Applications need memory. The processor provides access to memory through memory pages; applications request memory using virtual addresses, and the processor translates that to physical addresses on-the-fly. The mapping between the physical and virtual addresses is maintained in the page table; speeding access to that large table is a cache, called the Translation Lookaside Buffer.
By default, the pages are small, only 4KB in size; on AMD's Opteron and Athlon 64 processors, the TLB caches the translations to 512 of these 4K pages. Thus, the TLB can only provide high-speed access to the mappings for a tiny fraction of the memory used in a modern server or workstation.

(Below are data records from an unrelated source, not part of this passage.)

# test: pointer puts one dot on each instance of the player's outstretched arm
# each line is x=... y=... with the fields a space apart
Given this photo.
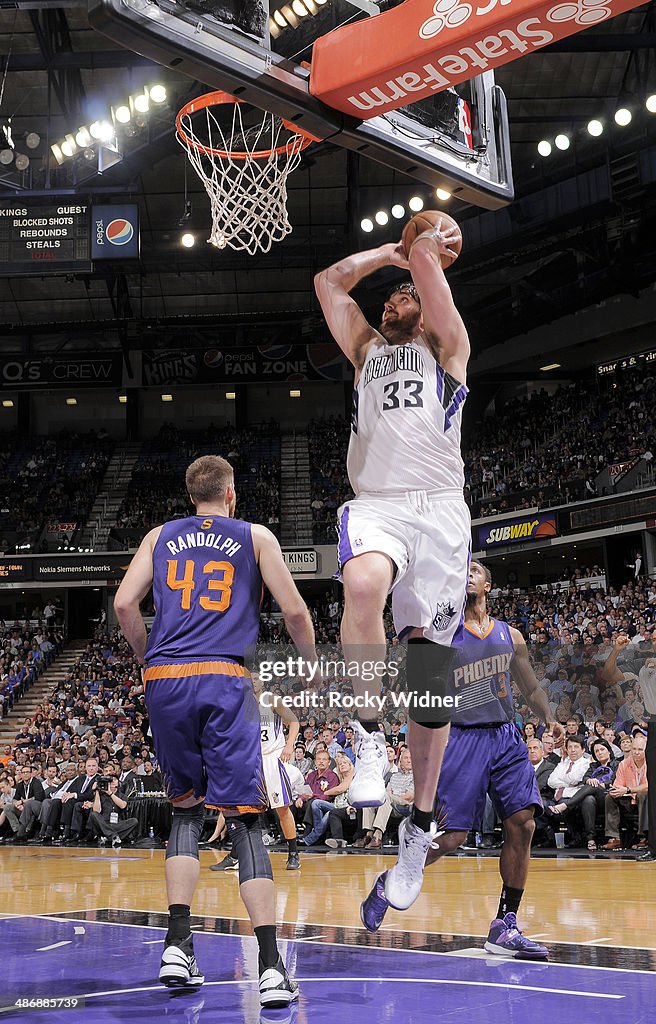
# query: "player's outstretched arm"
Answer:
x=343 y=315
x=134 y=586
x=442 y=323
x=525 y=678
x=278 y=579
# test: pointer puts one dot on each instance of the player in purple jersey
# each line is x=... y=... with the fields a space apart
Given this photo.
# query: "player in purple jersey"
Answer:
x=486 y=756
x=207 y=572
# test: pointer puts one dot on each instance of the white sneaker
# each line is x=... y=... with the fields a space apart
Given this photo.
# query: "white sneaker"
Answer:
x=403 y=883
x=367 y=786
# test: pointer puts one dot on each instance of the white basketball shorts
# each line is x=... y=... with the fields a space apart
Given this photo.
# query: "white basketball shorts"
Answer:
x=278 y=786
x=428 y=537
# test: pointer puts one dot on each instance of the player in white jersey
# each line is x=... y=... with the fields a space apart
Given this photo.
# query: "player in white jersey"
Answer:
x=407 y=530
x=276 y=753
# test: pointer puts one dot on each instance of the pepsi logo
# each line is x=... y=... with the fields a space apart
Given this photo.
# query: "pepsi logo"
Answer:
x=213 y=357
x=119 y=231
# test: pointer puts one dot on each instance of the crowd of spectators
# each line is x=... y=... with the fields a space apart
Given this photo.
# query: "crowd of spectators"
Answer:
x=551 y=446
x=589 y=650
x=83 y=754
x=50 y=480
x=26 y=650
x=542 y=450
x=157 y=489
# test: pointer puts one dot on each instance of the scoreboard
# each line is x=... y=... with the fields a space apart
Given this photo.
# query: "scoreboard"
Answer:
x=56 y=237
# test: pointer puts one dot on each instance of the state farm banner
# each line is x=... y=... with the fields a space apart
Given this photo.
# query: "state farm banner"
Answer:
x=531 y=527
x=619 y=468
x=421 y=47
x=258 y=363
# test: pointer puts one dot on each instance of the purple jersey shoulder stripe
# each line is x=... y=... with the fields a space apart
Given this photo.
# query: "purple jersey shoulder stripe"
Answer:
x=345 y=551
x=440 y=383
x=454 y=404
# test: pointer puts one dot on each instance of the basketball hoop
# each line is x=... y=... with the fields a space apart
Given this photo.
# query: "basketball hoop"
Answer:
x=244 y=169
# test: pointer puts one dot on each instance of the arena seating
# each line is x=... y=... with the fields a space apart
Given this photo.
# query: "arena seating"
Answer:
x=47 y=481
x=157 y=489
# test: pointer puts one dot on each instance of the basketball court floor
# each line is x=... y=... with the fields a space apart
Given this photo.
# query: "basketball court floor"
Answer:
x=82 y=930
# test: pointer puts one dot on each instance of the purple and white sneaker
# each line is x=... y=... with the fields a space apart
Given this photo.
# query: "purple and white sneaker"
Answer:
x=374 y=908
x=506 y=939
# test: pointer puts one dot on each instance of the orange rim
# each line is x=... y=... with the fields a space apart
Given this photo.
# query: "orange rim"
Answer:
x=223 y=98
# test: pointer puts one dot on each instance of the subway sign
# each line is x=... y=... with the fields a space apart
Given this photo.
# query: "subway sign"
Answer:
x=532 y=527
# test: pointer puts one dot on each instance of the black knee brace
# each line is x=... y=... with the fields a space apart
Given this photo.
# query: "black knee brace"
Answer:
x=429 y=683
x=186 y=825
x=249 y=848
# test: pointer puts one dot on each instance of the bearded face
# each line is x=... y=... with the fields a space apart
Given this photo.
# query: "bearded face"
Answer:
x=401 y=317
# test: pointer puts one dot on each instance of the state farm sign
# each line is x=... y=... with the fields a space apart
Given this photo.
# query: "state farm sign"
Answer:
x=405 y=54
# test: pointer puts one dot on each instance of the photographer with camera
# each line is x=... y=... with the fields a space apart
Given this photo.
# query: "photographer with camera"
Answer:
x=106 y=810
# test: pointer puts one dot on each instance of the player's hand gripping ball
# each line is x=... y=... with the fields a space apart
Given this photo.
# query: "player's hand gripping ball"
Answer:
x=434 y=223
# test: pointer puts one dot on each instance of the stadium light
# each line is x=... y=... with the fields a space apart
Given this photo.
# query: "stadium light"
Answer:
x=83 y=137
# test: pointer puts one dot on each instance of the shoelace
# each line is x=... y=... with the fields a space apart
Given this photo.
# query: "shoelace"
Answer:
x=416 y=849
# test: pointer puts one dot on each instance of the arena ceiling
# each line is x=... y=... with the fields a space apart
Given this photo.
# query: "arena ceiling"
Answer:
x=580 y=230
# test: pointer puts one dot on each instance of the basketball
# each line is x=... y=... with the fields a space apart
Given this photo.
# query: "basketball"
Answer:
x=547 y=528
x=428 y=220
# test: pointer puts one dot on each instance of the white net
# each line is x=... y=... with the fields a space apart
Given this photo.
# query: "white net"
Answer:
x=248 y=196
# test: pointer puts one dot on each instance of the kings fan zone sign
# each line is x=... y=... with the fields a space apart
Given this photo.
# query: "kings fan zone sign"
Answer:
x=533 y=527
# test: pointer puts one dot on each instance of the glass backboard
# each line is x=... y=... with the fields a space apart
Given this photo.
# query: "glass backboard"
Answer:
x=261 y=52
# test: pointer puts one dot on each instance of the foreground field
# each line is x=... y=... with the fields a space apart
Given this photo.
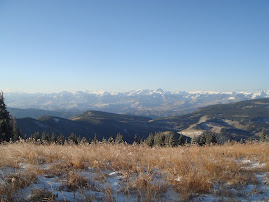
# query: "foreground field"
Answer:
x=108 y=172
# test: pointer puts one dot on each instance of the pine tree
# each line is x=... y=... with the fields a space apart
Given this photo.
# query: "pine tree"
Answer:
x=110 y=140
x=136 y=140
x=53 y=138
x=263 y=136
x=195 y=140
x=104 y=140
x=181 y=140
x=61 y=139
x=16 y=132
x=119 y=138
x=159 y=139
x=36 y=136
x=95 y=139
x=202 y=139
x=214 y=138
x=150 y=140
x=172 y=140
x=241 y=141
x=6 y=132
x=73 y=138
x=45 y=138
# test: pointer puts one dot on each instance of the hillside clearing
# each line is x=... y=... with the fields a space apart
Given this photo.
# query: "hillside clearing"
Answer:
x=118 y=172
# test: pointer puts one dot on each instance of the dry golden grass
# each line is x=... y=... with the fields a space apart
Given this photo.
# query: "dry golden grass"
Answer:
x=200 y=168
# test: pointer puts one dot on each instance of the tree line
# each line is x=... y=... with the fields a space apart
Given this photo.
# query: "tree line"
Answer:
x=10 y=132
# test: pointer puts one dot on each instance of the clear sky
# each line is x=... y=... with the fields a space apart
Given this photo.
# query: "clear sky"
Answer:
x=124 y=45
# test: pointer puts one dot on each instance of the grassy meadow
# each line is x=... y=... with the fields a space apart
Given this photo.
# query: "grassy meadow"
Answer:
x=121 y=172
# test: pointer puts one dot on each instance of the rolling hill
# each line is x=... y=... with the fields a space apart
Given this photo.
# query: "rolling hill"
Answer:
x=232 y=121
x=88 y=124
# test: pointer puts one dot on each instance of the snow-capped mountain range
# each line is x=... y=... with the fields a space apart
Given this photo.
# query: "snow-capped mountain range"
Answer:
x=153 y=103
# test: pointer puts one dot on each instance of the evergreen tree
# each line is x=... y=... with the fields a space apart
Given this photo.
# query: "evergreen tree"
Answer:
x=16 y=132
x=241 y=141
x=202 y=140
x=172 y=140
x=73 y=138
x=104 y=140
x=263 y=136
x=6 y=132
x=36 y=136
x=136 y=140
x=53 y=138
x=181 y=140
x=159 y=139
x=45 y=138
x=95 y=139
x=214 y=138
x=84 y=140
x=150 y=140
x=119 y=138
x=61 y=139
x=195 y=140
x=110 y=140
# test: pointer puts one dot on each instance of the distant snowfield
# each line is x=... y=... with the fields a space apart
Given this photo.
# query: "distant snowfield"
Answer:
x=153 y=103
x=103 y=185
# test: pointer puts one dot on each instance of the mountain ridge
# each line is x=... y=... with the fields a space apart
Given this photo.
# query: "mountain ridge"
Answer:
x=151 y=103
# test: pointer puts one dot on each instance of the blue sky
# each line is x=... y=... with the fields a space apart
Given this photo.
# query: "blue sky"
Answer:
x=49 y=46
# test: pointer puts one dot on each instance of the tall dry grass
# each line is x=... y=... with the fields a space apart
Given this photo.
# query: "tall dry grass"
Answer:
x=189 y=170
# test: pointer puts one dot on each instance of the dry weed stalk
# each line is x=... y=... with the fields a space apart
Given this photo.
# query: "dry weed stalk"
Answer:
x=200 y=168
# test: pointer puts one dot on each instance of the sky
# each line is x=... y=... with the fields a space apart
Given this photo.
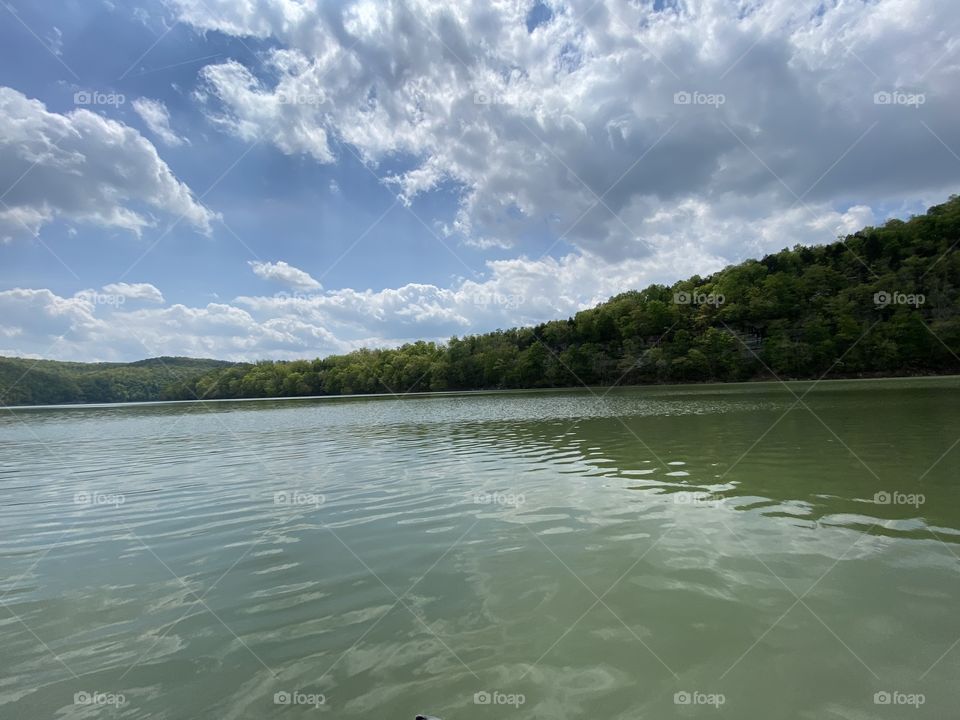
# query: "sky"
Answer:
x=284 y=179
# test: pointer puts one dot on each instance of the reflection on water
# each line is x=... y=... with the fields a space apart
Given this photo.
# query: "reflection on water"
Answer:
x=586 y=554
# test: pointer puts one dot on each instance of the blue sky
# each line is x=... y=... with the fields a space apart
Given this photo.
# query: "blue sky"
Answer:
x=292 y=179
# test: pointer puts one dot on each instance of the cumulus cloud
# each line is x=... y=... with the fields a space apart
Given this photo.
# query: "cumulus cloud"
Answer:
x=157 y=118
x=594 y=120
x=134 y=291
x=83 y=168
x=285 y=274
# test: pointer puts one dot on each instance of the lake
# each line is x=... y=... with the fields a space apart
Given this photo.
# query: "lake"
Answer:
x=721 y=551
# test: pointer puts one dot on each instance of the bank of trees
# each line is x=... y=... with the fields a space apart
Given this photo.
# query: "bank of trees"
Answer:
x=50 y=382
x=883 y=301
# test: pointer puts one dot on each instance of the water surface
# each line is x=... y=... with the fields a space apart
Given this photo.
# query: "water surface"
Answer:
x=593 y=554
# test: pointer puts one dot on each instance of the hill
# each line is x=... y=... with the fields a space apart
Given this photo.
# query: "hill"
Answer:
x=882 y=301
x=49 y=382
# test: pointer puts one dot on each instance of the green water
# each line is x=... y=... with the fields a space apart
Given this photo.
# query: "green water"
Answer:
x=572 y=554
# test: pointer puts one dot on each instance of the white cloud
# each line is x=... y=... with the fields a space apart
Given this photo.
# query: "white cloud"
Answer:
x=157 y=118
x=281 y=272
x=83 y=168
x=135 y=291
x=574 y=129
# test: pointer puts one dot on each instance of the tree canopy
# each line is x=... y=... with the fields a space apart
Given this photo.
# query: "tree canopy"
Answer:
x=882 y=301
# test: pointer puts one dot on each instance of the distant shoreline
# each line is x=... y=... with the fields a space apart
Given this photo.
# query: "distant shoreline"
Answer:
x=495 y=391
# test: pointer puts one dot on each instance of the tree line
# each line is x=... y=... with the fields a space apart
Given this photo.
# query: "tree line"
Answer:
x=882 y=301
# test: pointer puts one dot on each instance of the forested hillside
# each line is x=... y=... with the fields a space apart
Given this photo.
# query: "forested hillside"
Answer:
x=883 y=301
x=46 y=382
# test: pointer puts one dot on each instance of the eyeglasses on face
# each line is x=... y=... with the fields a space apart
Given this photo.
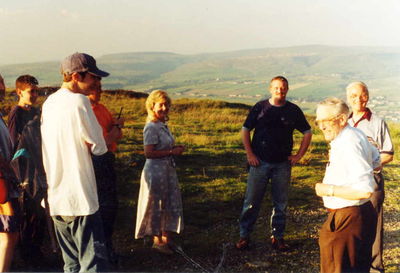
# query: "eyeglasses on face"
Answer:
x=329 y=121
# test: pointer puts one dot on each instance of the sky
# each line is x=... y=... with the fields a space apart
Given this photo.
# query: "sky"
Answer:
x=43 y=30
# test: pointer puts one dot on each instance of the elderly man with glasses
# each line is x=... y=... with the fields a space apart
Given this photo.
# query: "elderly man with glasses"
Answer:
x=347 y=235
x=378 y=134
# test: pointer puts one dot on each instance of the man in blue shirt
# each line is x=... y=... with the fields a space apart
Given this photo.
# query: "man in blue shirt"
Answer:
x=269 y=155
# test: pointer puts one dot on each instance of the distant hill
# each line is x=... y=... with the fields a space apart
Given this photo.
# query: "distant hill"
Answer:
x=314 y=72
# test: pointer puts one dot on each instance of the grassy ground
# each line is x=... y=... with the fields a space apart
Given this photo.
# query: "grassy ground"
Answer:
x=212 y=175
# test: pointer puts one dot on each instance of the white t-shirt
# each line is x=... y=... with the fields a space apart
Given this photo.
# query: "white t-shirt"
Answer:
x=68 y=125
x=351 y=162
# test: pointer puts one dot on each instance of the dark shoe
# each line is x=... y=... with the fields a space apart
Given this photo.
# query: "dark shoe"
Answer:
x=279 y=244
x=242 y=244
x=164 y=249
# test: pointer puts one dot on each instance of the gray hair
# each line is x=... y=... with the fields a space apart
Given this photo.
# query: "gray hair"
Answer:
x=338 y=106
x=353 y=84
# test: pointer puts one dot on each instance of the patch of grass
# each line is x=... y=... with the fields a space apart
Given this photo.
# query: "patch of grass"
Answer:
x=212 y=175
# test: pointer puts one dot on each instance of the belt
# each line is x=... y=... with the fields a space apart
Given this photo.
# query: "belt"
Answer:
x=333 y=210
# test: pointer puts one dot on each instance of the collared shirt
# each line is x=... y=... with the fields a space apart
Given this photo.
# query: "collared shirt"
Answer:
x=274 y=125
x=376 y=129
x=68 y=126
x=351 y=162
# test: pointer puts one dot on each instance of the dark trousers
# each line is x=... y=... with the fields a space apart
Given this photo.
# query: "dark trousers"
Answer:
x=377 y=199
x=346 y=239
x=32 y=231
x=107 y=192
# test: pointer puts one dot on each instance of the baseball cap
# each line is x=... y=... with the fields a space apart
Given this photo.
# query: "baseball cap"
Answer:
x=81 y=62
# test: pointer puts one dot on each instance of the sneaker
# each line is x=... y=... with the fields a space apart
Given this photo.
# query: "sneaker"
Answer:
x=242 y=244
x=164 y=249
x=279 y=244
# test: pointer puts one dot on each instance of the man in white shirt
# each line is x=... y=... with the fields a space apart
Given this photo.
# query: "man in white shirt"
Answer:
x=378 y=134
x=70 y=134
x=347 y=235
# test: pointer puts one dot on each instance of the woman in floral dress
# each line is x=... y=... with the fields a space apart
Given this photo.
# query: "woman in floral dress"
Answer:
x=159 y=209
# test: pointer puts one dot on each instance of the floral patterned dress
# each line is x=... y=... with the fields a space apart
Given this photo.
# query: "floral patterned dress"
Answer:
x=160 y=204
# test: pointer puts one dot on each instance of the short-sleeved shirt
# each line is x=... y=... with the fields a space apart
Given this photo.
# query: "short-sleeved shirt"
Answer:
x=274 y=125
x=68 y=125
x=352 y=160
x=17 y=119
x=376 y=130
x=158 y=134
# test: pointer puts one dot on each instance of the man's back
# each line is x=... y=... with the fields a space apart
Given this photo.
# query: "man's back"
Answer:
x=68 y=125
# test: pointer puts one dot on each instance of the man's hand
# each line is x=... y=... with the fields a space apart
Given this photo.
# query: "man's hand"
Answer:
x=253 y=160
x=294 y=158
x=120 y=121
x=178 y=150
x=322 y=189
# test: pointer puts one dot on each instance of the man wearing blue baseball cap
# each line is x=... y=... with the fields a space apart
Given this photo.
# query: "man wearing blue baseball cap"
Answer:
x=70 y=134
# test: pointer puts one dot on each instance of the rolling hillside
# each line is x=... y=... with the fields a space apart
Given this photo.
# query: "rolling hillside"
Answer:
x=314 y=72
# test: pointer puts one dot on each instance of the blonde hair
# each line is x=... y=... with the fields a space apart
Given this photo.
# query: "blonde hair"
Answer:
x=338 y=106
x=154 y=97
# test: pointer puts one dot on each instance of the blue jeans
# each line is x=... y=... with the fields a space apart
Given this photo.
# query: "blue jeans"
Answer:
x=82 y=243
x=279 y=174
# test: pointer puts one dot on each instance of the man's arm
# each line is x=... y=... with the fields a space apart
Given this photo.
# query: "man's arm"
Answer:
x=386 y=158
x=305 y=142
x=251 y=157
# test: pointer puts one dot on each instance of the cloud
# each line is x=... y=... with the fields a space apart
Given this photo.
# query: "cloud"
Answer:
x=4 y=12
x=69 y=14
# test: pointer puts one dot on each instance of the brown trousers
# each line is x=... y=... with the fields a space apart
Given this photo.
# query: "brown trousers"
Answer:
x=346 y=239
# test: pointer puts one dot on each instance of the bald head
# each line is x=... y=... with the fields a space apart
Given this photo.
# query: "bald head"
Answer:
x=357 y=96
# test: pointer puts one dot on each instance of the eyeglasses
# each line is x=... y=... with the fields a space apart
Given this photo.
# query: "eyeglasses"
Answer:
x=324 y=122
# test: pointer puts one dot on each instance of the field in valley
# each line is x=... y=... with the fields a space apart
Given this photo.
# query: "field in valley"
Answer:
x=212 y=175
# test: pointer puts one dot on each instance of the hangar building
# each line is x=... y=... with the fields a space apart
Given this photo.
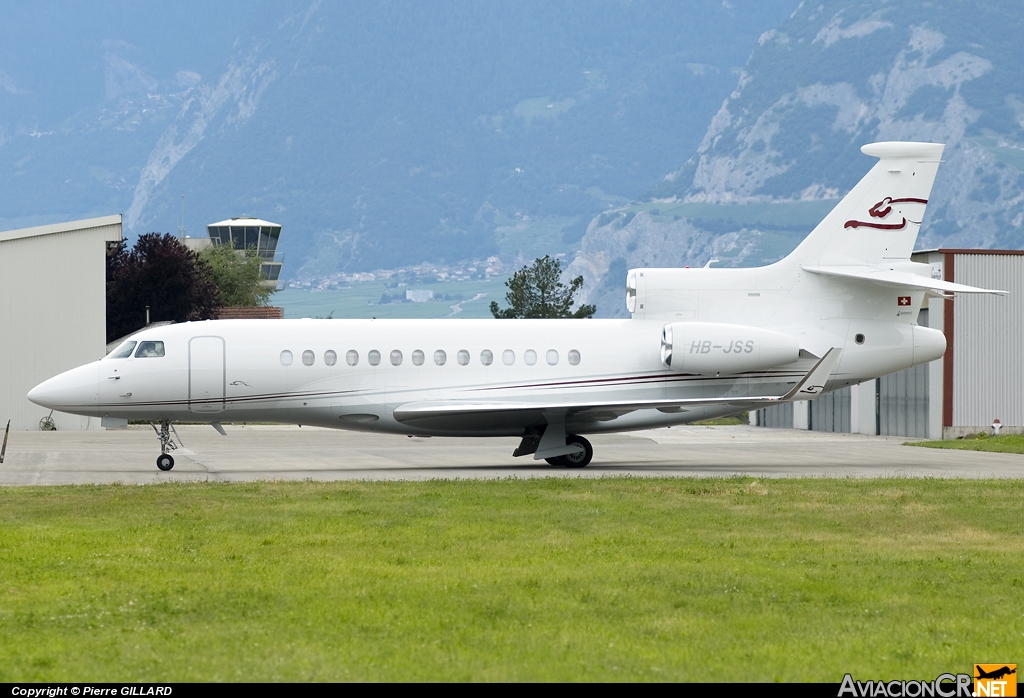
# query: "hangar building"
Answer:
x=52 y=311
x=979 y=380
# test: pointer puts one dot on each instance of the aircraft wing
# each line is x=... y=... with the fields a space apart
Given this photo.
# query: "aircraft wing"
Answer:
x=899 y=279
x=808 y=387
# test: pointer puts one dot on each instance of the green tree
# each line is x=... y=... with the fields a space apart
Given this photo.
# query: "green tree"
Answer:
x=162 y=273
x=538 y=292
x=239 y=276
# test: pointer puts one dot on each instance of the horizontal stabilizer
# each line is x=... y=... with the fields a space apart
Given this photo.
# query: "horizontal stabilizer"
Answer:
x=814 y=383
x=897 y=279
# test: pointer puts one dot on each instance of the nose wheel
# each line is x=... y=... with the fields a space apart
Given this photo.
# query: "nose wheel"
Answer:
x=164 y=461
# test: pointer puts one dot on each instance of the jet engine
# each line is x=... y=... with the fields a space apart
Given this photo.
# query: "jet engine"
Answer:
x=717 y=348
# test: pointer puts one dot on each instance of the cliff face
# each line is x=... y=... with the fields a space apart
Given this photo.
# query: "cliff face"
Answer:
x=835 y=76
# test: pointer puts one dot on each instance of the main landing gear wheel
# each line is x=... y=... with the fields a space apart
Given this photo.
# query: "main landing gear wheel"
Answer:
x=578 y=460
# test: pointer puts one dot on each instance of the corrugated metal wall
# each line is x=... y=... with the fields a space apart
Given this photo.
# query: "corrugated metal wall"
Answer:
x=830 y=412
x=779 y=417
x=52 y=312
x=902 y=408
x=988 y=342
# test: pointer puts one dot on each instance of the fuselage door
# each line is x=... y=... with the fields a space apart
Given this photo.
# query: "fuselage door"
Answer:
x=206 y=375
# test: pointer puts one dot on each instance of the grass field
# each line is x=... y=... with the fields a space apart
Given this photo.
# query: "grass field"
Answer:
x=607 y=579
x=1008 y=443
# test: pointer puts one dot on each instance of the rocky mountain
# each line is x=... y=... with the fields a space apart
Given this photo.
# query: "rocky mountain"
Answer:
x=377 y=133
x=784 y=144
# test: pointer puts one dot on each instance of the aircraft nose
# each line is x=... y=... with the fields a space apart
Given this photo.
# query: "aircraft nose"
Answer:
x=73 y=391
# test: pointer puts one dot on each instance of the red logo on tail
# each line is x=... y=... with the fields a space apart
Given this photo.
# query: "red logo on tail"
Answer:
x=881 y=210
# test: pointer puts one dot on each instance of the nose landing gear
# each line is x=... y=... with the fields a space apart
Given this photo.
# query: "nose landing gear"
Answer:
x=164 y=461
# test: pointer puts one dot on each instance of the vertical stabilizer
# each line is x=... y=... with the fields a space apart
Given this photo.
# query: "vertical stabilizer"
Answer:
x=879 y=220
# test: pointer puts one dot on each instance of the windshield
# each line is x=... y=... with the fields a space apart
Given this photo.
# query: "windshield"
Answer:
x=124 y=351
x=150 y=350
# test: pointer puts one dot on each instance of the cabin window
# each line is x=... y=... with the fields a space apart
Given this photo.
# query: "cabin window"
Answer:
x=124 y=351
x=150 y=350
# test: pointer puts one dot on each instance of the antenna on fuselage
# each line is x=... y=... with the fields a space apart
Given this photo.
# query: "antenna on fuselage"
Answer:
x=3 y=449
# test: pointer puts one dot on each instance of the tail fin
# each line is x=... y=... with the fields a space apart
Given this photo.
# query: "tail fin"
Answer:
x=880 y=218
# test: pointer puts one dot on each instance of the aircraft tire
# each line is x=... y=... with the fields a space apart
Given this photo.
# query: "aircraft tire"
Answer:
x=578 y=460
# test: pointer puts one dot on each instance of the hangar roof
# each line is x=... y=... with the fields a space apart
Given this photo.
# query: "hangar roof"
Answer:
x=65 y=227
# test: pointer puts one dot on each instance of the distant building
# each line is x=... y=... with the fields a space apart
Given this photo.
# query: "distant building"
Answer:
x=419 y=296
x=978 y=381
x=245 y=232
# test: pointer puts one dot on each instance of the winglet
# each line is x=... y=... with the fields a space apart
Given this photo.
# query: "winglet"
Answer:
x=814 y=382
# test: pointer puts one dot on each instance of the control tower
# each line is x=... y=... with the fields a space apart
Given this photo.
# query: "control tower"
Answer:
x=245 y=232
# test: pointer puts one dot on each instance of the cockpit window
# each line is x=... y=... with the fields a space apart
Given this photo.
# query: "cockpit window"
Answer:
x=150 y=349
x=124 y=351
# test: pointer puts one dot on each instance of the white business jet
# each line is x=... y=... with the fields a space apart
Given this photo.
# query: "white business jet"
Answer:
x=701 y=343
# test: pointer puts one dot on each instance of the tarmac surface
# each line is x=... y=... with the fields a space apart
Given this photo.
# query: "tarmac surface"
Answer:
x=271 y=452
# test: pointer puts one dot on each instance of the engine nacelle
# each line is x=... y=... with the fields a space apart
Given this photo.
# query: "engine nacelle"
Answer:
x=713 y=348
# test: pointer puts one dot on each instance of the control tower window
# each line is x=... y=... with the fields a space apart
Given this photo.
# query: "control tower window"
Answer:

However, as we explained in Part 1, you can configure AMD64-based systems to use large memory pages, which are 2MB in size, and thereby provide a more efficient TLB caching system and, in many cases, faster application performance. In Part 2, we'll talk about how to use those large memory pages under 32-bit and 64-bit Windows and Linux, and configure three advanced Java Virtual Machines to take advantage of them.
Setting Up Linux and Windows
Before we get started, note that configuring a JVM for large pages will require the operating system to reserve, or pin, large blocks of continuous memory. In other words, for each 2MB large page you request, Linux or Windows must find 2MB of contiguous memory, which is then pinned so that it will not be paged out.
Therefore, it's best to set up the JVM when your PC or server has just been rebooted; that way, big blocks of contiguous memory are available to be reserved. If you wait until the machine has been running for some time, memory will become fragmented, and the operating system may not be able to find as many 2MB contiguous blocks are you requirethereby giving your JVM less memory, and somewhat reducing the effectiveness of the techniques.
The procedures for setting up Linux and Windows are quite different.
Linux : To set Linux for large pages, there are two steps: first, make sure your kernel supports large pages, and then, allocate those pages. log in as root.
To check to make sure that your kernel support large pages, go to the shell and issue the command:
cat /proc/meminfo
If the output has lines that say "HugePage_Total," "HugePages_Free" and "Hugepagesize," then you're in business. Also, the /proc/filesystems should show a file system of type "hugetlbfs," which means "huge translation lookaside buffer file system." (Remember, Linux uses the word "huge" instead of "large.")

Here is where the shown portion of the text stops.